By Gary Scarrabelotti

“Oh, it’s so peaceful,” my hostess declared last Saturday night.

We’d been talking about the low-key style of the new Abbott government and that we no longer have to listen either to Julia Gillard’s diphthongized hectoring or to Kevin Rudd’s contrived folksiness.

Not for long, I thought ruefully. The peace won’t last. But, true, momentarily at least, the chattering class, the media sages, have nothing much to talk about. And yet we have to talk about something, something really important, don’t we?

Thus, bellowed a September 18 headline in The Australian, Prime Minister Tony Abbott has already “lost his way”!  There were too few women in his Cabinet.

Groan!

Even after the unelectable Abbott’s election victory, the professional commentators still insist on “misunderestimating” him. It is an ingrained habit of not seeing what’s there.
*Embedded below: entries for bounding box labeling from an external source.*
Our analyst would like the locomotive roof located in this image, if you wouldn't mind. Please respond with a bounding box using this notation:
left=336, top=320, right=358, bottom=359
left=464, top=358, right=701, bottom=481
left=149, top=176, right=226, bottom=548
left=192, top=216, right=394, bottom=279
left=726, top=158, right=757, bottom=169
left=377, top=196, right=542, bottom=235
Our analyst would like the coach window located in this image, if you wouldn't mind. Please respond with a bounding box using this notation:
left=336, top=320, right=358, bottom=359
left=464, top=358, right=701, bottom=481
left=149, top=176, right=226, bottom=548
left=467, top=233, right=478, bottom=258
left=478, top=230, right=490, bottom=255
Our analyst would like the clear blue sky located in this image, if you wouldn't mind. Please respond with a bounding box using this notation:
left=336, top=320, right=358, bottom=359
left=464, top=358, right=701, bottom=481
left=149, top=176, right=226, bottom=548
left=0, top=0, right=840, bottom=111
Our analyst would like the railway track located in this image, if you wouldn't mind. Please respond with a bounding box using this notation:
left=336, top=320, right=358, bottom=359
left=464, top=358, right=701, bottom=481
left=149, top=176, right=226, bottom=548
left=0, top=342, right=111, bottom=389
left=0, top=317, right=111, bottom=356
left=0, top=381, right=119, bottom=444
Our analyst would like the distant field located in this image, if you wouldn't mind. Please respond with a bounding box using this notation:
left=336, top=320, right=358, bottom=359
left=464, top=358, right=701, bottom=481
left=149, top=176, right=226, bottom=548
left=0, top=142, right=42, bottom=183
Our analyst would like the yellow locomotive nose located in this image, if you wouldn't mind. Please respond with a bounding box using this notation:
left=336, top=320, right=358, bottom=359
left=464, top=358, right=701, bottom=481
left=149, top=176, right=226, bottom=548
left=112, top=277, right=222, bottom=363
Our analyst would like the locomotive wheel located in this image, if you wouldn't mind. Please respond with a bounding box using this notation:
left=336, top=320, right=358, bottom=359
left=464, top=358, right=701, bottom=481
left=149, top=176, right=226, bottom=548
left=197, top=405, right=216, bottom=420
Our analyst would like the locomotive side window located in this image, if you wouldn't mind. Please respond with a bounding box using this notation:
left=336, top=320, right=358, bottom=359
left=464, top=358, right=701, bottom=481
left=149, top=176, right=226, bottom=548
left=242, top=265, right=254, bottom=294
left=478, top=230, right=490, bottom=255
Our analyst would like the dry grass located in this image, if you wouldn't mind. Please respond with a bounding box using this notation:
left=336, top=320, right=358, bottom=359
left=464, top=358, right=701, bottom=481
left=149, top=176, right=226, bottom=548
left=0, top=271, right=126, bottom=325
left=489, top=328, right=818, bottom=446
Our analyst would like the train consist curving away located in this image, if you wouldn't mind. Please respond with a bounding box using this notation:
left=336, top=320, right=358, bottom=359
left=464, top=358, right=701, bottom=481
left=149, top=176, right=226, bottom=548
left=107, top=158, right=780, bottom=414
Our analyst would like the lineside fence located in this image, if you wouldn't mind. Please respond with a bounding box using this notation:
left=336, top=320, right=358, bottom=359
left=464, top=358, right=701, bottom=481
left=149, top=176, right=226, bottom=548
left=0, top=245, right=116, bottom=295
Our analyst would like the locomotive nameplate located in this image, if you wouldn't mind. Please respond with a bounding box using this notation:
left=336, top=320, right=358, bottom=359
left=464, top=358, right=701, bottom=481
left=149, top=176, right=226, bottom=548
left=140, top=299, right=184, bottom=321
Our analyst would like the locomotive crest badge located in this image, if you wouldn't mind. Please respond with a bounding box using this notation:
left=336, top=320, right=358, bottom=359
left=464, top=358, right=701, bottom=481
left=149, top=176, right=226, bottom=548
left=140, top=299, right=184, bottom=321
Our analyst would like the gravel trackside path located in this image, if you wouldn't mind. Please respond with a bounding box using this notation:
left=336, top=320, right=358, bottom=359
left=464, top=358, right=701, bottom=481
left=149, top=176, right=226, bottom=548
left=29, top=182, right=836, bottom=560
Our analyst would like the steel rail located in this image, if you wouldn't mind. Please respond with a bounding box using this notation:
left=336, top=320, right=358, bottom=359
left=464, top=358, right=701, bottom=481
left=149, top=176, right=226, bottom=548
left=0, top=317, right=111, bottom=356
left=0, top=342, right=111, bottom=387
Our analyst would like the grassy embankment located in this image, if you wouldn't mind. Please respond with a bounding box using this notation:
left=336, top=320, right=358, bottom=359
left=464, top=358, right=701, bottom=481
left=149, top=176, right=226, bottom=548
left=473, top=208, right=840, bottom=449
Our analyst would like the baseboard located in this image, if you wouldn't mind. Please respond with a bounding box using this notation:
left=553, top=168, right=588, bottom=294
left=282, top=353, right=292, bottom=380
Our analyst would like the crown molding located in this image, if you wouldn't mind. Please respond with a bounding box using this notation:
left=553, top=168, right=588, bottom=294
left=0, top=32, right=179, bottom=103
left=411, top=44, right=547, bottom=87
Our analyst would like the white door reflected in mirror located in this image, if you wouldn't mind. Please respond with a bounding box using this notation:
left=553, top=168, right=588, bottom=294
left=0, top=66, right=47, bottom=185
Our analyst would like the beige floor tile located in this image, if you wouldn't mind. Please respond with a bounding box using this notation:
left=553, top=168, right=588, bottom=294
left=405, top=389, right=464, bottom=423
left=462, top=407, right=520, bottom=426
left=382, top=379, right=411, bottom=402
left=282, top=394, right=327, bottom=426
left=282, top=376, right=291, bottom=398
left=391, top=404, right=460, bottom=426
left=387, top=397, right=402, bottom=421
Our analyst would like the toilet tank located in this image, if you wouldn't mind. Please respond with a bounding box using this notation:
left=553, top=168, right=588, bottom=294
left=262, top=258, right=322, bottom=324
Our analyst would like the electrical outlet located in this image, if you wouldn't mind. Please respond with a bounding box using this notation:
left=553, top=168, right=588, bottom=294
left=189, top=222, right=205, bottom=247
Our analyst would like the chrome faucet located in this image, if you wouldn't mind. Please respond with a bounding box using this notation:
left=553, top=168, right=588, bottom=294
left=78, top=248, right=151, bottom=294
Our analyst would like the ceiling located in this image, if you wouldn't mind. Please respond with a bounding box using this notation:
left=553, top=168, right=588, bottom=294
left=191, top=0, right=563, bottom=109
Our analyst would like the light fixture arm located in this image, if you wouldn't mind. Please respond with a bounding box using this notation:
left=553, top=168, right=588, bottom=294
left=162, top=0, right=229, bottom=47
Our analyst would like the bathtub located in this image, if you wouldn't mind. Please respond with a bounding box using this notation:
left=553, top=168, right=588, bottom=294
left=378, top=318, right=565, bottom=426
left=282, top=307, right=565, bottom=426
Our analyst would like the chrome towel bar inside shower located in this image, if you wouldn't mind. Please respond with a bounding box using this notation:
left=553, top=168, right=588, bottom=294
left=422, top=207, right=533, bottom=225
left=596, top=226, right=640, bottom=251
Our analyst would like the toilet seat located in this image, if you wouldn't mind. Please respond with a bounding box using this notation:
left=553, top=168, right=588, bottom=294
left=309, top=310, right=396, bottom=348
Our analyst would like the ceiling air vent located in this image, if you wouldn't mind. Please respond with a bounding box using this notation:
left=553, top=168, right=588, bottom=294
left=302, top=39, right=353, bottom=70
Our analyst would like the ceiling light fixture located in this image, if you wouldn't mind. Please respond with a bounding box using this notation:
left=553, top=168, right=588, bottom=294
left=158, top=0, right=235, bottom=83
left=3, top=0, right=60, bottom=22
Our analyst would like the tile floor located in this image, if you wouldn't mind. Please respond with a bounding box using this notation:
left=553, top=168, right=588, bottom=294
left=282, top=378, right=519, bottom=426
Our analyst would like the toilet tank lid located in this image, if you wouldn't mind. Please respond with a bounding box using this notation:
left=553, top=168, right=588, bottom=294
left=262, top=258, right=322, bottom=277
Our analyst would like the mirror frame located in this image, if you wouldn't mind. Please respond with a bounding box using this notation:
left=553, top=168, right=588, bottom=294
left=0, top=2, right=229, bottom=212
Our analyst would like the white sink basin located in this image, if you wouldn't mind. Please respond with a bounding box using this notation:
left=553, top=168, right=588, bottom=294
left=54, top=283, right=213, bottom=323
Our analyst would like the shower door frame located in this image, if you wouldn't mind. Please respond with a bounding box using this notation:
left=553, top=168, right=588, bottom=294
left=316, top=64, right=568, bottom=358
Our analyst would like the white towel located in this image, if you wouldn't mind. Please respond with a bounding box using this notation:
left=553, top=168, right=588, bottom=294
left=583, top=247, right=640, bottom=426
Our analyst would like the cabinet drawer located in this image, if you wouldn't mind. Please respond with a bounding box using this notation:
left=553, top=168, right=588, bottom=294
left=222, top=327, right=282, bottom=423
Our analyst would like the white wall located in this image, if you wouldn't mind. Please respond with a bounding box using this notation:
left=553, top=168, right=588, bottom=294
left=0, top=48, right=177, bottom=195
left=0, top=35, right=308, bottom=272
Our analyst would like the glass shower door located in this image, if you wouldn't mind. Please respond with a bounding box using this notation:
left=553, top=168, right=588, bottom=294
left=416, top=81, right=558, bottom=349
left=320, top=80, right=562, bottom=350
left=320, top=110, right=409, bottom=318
In April 2012, for example, there was a small but revealing incident. There had been gossip around the scuttlebutt about whether Joe Hockey should get the shove in favour of Malcolm Turnbull.  Hockey had become briefly notorious for having given a speech in London entitled “The end of the age of the entitlement”.  It was a fine speech on the need to wind back the welfare state, but it was interpreted as a critique of Abbott and an indiscrete display of a fine leadership feather.  Abbott killed the speculation with a brisk football analogy. He was, he said, going to deploy in Government the team he had been training with in Opposition. Full stop. Period.

Dangerous admirers

Such low, footy team wisdom, however, could not – certainly, should not – survive election day when, or so the wisest pundits agreed, a drastically reshaped Liberal Party lineup was called for.

To go no further than the News Limited stable, if it was not Niki Savva, then it was Peter van Onselen; between them, they regularly advised Abbott who he should purge and who he should promote.  Two names recurred on their lists: Kevin Andrews (Member for Menzies) — to be purged; and Kelly O’Dwyer (Member for Higgins) — to be promoted.

Well, today Kevin Andrews is Minister for Social Services and a full member of Cabinet while Kelly O’Dwyer is a backbencher. Lessons can be drawn.

One lesson might be this: that, if Abbott says he is going to field such-and-such a team, he means to do it.  Another might be this: that, however gratifying it might be to see one’s credentials talked up in the media, it can be dangerous if it seems to be done at a colleague’s expense.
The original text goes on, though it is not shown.